6. Ingevolge artikel 31, eerste lid, van de Vw 2000 wordt een aanvraag tot het verlenen van een verblijfsvergunning voor bepaalde tijd als bedoeld in artikel 28 van de Vw 2000 afgewezen, indien de vreemdeling niet aannemelijk heeft gemaakt dat zijn aanvraag is gegrond op omstandigheden die, hetzij op zichzelf, hetzij in samenhang met andere feiten, een rechtsgrond voor verlening vormen.

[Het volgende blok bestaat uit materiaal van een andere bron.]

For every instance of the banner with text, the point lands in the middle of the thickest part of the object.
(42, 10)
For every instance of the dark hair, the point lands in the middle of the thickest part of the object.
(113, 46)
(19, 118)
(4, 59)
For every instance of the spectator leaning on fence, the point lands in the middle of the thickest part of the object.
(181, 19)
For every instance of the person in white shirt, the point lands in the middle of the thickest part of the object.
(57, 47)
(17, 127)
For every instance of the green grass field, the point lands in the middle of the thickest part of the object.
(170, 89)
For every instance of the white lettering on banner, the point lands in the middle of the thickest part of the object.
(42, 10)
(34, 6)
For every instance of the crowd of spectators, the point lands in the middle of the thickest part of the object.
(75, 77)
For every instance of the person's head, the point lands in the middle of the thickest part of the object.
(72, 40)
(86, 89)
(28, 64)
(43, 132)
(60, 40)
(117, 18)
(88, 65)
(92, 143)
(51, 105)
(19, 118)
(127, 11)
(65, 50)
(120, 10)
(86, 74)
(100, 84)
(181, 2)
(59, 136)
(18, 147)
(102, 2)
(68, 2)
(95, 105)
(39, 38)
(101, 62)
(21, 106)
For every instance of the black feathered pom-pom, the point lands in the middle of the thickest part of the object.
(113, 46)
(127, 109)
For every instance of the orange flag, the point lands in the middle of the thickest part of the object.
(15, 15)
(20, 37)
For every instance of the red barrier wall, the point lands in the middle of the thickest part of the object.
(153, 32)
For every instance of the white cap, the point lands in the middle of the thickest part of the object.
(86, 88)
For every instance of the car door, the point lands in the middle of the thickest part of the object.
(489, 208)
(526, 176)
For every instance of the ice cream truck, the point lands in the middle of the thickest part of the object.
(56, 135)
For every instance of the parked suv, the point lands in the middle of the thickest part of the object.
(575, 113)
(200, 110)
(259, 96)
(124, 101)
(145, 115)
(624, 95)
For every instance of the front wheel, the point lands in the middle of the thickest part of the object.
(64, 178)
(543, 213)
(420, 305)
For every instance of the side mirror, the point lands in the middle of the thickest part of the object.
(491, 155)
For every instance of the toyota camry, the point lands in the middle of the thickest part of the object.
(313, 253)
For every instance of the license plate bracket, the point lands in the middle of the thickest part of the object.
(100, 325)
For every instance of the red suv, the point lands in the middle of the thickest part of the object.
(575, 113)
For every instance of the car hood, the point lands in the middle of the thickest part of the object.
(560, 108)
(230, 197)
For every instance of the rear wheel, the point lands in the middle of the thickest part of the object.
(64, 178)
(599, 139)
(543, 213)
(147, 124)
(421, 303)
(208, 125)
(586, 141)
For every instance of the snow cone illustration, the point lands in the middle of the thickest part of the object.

7. Eiser voert aan dat verweerder onvoldoende heeft gemotiveerd dat in Afghanistan geen sprake is van een situatie als bedoeld in artikel 15, aanhef en onder c, van de Richtlijn 2011/95/EU (artikel 15c-situatie) en hierbij eisers etniciteit en minderjarigheid niet dan wel onvoldoende heeft betrokken. Sinds het bestreden besluit is de veiligheidssituatie in Afghanistan aanzienlijk verslechterd. Ter onderbouwing verwijst eiser naar Amnesty International, ‘Forced Back to Danger: Asylum-seekers Returned from Europe to Afghanistan’, van 5 oktober 2017; United Nations Assistance Mission in Afghanistan (UNAMA), ‘Afghanistan: Protection of Civilians in Armed Conflict – Midyear Report 2017’, van juli 2017; VluchtelingenWerk, standpunt Afghanistan, van 6 oktober 2017; European Asylum Support Office (EASO), ‘Country of Origin Information Report – Afghanistan Security Situation’, van december 2017; EASO, ‘Country Guidance: Afghanistan’, van juni 2018; UNAMA, ‘Midyear Update on the protection of civilians in armed conflict: 1 January to 30 June 2018’, van 15 juli 2018; het Thematisch ambtsbericht veiligheidssituatie Afghanistan, van mei 2018; EASO, ‘Country of Origin Information Report – Afghanistan Security Situation - update’, van mei 2018.
7.1.
De rechtbank stelt voorop dat artikel 15, aanhef en onder c, van de Richtlijn 2011/95/EU geïmplementeerd is in artikel 29, eerste lid, aanhef en onder b, onderdeel 3, van de Vw 2000.
7.2.
Naar het oordeel van de rechtbank heeft verweerder terecht overwogen dat in Afghanistan, in het bijzonder in de provincie Ghazni, geen sprake is van een uitzonderlijke situatie als bedoeld in de bovenstaande bepaling. De Afdeling heeft in de uitspraak van 21 maart 2018 (ECLI:NL:RVS:2018:915) geoordeeld dat er in Afghanistan geen sprake is van een artikel 15c-situatie. Ook het Europees Hof voor de Rechten van de Mens (EHRM) heeft in het arrest van 5 juli 2016, A.M. tegen Nederland, met zaaknummer 29094/09, geoordeeld dat toentertijd een dergelijke situatie zich in Afghanistan ook niet voordeed. Hoewel uit de stukken waarnaar eiser verwijst, blijkt dat de situatie in Afghanistan nog steeds ernstig is en er veel geweldsincidenten plaatsvinden, blijkt hieruit echter niet dat de veiligheidssituatie sinds de bovengenoemde Afdelingsuitspraak significant is verslechterd zodat thans wel van een artikel 15c-situatie moet worden uitgegaan. Dat diverse mensenrechtenorganisaties evenals de Duitse, Franse en Afghaanse regering een andere visie hebben op de veiligheidssituatie in Afghanistan en van mening zijn dat van een gedwongen terugkeer van uitgeprocedeerde asielzoekers naar Afghanistan zou moeten worden afgezien, maakt dit niet anders. Aan individuele omstandigheden, zoals de etniciteit en minderjarigheid van eiser, kan, anders dan eiser stelt, in de beoordeling van een artikel 15c-situatie geen doorslaggevend gewicht worden toegekend aangezien in deze beoordeling de mate van willekeurig geweld in het kader van een internationaal of binnenlands gewapend conflict centraal staat.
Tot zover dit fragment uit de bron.